Life of Susan B. Anthony
Mid-19th century America was a period of evolution and reform. People were voicing their beliefs and sharing it to the public to try and make the United States the best country they felt it could be. That was certainly the case for activist Susan B.
Anthony. Anthony was born on February 15th, 1820 in Adams, Massachusetts, and she grew up in a large family with 6 other siblings. When she was 25 years old, her family moved to a farm in Rochester, New York. It was here where she began a career as a teacher. But her passions extended farther than just education, Anthony began immersing herself in the rising Women’s rights and suffrage movements, as well as abolitionism. From first dipping her toe in those subjects out of interest, she started to become an integral part of the progress of these reforms. Susan B. Anthony was a driven and strong individual, so to no surprise, she had set some impactful goals. She strove to work towards suffrage for the women of America, union protection for working women, overall more equal treatment of women and men, and abolition in the States.
Women’s Rights was one of the main focuses of her campaigning efforts. Susan B. Anthony spoke up about the right for women to own their own property. She went as far as to rally others in support of her reform ideas and voicing them to the New York legislature. The result of this was a new law that allowed women who were married to have their own property and personal wages. Anthony became involved with a union for teacher’s and learned that the salary gap between men and women was a whopping $7.5 per month. This motivated her to become an outspoken member of the worker union she was in, to give women the same protection men received. She made more efforts by becoming a delegate in the National Labor Union, which held the philosophy of helping the lower class workers grow to become more powerful than those of the upper classes. She eventually formed several completely female labor unions, one of which was the Workingwomen’s Central Association that collected reports of the working conditions and gave working women education. But her work at this was cut short by strong opposers. Although her efforts certainly made a notable amount of progress in the women’s rights movement.

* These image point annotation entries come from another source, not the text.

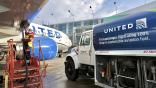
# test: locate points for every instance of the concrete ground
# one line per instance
(56, 77)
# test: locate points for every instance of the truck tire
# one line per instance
(71, 72)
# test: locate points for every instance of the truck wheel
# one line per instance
(71, 72)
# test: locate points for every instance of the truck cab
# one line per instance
(80, 59)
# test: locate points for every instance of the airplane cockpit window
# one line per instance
(85, 40)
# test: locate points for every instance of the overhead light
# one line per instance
(3, 9)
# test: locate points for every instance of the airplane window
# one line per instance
(85, 40)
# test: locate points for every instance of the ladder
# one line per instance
(17, 70)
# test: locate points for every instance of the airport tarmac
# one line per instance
(56, 77)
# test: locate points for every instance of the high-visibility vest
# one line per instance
(29, 35)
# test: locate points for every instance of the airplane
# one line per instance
(62, 40)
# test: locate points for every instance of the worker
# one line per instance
(28, 36)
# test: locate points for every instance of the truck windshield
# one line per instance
(85, 40)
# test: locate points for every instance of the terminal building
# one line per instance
(74, 29)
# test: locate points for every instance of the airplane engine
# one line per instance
(48, 47)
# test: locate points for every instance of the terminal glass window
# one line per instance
(70, 28)
(85, 40)
(88, 22)
(62, 27)
(77, 24)
(95, 21)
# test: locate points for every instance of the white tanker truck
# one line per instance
(120, 54)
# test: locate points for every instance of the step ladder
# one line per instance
(17, 71)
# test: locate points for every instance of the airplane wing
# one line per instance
(13, 11)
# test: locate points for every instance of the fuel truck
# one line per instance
(118, 54)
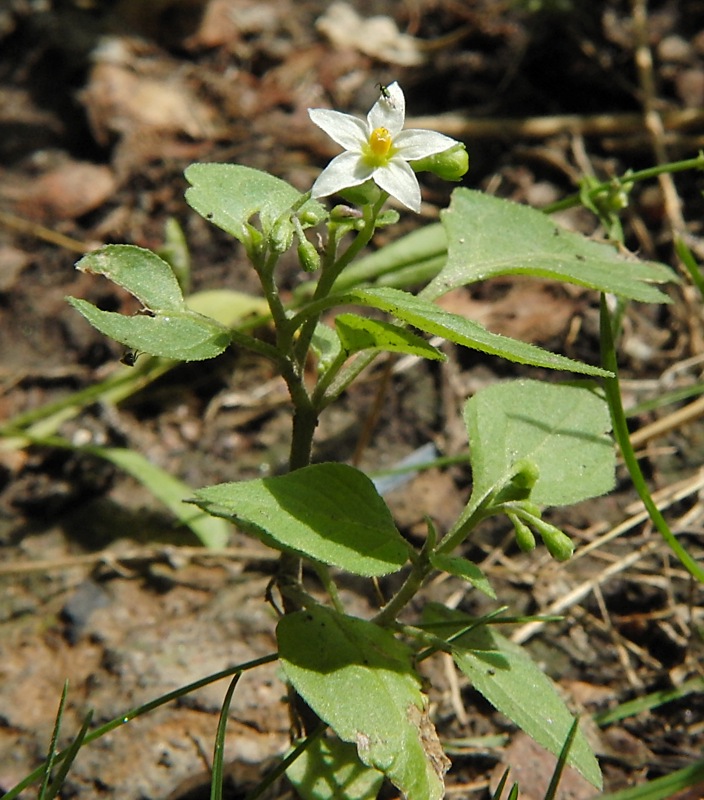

An even bigger women’s rights reform Anthony fought for was suffrage. Along with her philosophy of equality for women and men, she felt that if women were to truly have a powerful hand in the nation, they would need to be able to vote. The basis for her tactic in getting the vote for women was in the formation of the American Equal Rights Association. She worked with fellow women’s rights activists to write a newspaper in New York, called The Revolution, that advocated women and men being equal in society. This somewhat spread the word, but the true impact came from when Anthony began to travel the country with her association, and give live speeches about women’s suffrage. Their strategy was to work at motivating the people, one state at a time until that state made it legal for women to vote. Anthony was truly passionate about what she was supporting and went to extreme lengths to make as big an impact as she could. “The only change women have for justice in this country is to violate the law, as I have done, and as I shall continue to do.” (Susan B. Anthony, 1873) Anthony and her sisters decided to cast their vote for the Presidential election of 1872, despite suffrage for women not being legal yet. She was arrested and taken to court. The result of her trials did not produce an immediate constitutional change on women’s suffrage, but the drastic measures she took to prove a point gave motivation to others who support women’s voting rights, to make a big deal of the reform and actively make a difference.
Alongside being a strong Women’s rights advocator, Susan B. Anthony was also an abolitionist. Anthony’s whole family were abolitionists and held weekly meetings on their farm in New York for fellow anti-slavery citizens. Anthony joined the American Anti-Slavery Society, where she made speeches and handed out papers supporting the abolishment of slavery. This was not received well by many, but her philosophy of equality and justice for all kept her striving to make the movement grow. In collaboration with other female abolitionists, Anthony organized the Women’s National Loyal League. Their main concern was to petition for abolishing slavery, which they worked towards very actively. They were able to collect almost 400,000 signatures on petitions to end slavery in America. Anthony became involved with the underground railroad to aid slaves on the run to freedom. A few years later, she blames the New York agent of the American Anti-Slavery Society. With this role, she organized meetings and spread her ideas with banners and posters across the state.
Anthony’s efforts in all the reforms she supported, certainly made a difference. By the end of her life, women had suffrage in the states of Wyoming, Utah, Colorado, and Idaho. Married women were given more of the rights that individual men always had, and a notably larger percentage of the workers in different professions were women. There also were around 36,000 women enrolled in colleges and universities across America. After her death, the movements of women’s rights and abolition did not stop growing. Eventually, women gained suffrage and many more legal rights nationwide. Women were later able to apply for almost any job, and there became almost equal educational opportunities for men and women.
Susan B. Anthony was a catalyst in several reforms of the late 1800s. Her efforts were spent pushing and progressing towards a nation where all genders and races were to be considered equal. Social justice is so prevalent in her works in many associations and alongside other powerful activities. Anthony’s name will go down in history as one that never gave up or held back in pursuit of her philosophies for women’s rights, women’s suffrage, and abolition.